Magnetic resonance imaging (MRI)
Contrast MRI reflects very well the RV structure and function. The thickness of the RV wall and the mean PAP show a high correlation (r=0.9) (42). One study measured PA cross-sectional area using MRI to assess if pulmonary hyperinflation correlates with PA cross-sectional area in COPD (43) and it has been demonstrated that increased residual volume was associated with a larger PA in COPD.
RHC
RHC is still the gold standard for precise PAP measurement. With RHC it is also possible to measure the transpulmonary gradient and CO, and to calculate PVR as well as its reversibility by drugs and oxygen. Exercise induced PH can also be investigated. Severe PH (mPAP >40 mmHg) is rarely seen in COPD and in these cases an additional explanation for PH should be investigated, e.g., left heart disease, chronic thromboembolic disease or idiopathic.
Cardiopulmonary exercise testing (CPET)
Exercise testing is an excellent tool to differentiate between an exhausted breathing reserve caused by airflow limitation and an exhausted circulatory reserve caused by PH (44).
Treatment
Even though PAP has a strong negative impact on survival in most lung diseases, findings from a limited number of studies suggest that successful treatment of PH does not necessarily improve patients’ outcome. Before starting a PH treatment for patients with chronic lung disease, it has to be considered, whether improving pulmonary hemodynamics in chronic lung disease has an impact on patients outcome, because in most of these patients symptoms are rather caused by limitations in ventilation than by CO, unlike those with idiopathic PAH (2). Management of the underlying lung disease is the primary goal of treatment, as there is currently no medication proven to efficiently treat PH associated with chronic lung disease. In cases of severe PH, patients should be referred to experienced PAH centres and enrollment in clinical trials should be considered.

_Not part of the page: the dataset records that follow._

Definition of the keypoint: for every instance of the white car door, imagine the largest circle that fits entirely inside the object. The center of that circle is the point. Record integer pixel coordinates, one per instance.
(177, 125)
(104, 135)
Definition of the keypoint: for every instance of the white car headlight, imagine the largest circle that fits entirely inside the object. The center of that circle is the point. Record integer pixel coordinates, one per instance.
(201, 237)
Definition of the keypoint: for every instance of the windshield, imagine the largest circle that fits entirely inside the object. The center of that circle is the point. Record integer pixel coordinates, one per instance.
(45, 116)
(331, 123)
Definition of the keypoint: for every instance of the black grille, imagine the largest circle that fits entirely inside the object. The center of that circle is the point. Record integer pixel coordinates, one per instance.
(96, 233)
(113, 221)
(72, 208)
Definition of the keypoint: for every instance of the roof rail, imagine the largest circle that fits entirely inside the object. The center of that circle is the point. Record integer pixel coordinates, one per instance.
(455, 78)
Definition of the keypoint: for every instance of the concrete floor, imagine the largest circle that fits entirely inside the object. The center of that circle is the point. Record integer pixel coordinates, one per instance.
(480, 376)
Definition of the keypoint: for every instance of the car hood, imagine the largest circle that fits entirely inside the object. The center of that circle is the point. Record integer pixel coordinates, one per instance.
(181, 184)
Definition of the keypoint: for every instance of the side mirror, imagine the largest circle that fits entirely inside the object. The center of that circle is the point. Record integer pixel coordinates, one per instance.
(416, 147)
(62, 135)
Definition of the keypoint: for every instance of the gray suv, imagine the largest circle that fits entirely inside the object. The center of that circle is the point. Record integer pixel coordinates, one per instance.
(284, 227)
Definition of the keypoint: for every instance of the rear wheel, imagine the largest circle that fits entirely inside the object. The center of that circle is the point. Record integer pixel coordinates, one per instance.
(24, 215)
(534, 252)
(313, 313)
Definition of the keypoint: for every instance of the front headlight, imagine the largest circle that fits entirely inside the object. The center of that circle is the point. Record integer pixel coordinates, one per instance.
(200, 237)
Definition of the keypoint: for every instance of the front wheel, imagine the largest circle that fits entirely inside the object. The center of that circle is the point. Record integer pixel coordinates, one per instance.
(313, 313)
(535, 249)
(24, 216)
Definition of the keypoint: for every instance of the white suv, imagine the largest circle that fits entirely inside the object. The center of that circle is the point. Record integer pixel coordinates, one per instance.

Over the past 2 decades, a large number of drugs have been approved for WHO group 1 PAH, leading to the temptation to also use these medications in the treatment of PH associated with chronic lung disease (2).
Therapy of CP
Treatments include α1-antagonists, β2-agonists, angiotensin converting enzyme inhibitors, calcium channel blockers, nitrates, and theophylline (45). The majority of these drugs influence PH only modestly, as on the one hand they increase CO and reduce PVR, but on the other hand also lead to systemic hypotension and deterioration of ventilation-perfusion mismatch. Whether these alternative treatments lead to a benefit of survival has not yet been shown for any of them (45).
Oxygen
In the 1970s, the efficacy of supplemental oxygen to reduce PAP in COPD was first studied. The effects of long-term oxygen therapy (LTO2) on pulmonary hemodynamics, patient function, and survival was assessed in two large multicenter studies. Although it has been demonstrated that mortality was relevantly influenced by the oxygen therapy, increased survival was not correlated with changes in pulmonary hemodynamics (17). This was further confirmed by the Nocturnal Oxygen Therapy Trial [randomized to overnight (average 12 h/d) or continuous (average 17.7 h/d) LTO2 (46)] which showed nearly double mortalities in nocturnal vs the continuous oxygen therapy group, but showed no differences in mPAP and PVR between the group of continuous oxygen compared to the group who used oxygen only at night. However, oxygen is still vital in the treatment for PH in COPD patients.
Pulmonary vasodilators
The use of vasodilatators is complicated by the negative effect on oxygenation by inhibiting the ventilation perfusion mechanism. However, small series in well selected patients showed a benefit (47,48).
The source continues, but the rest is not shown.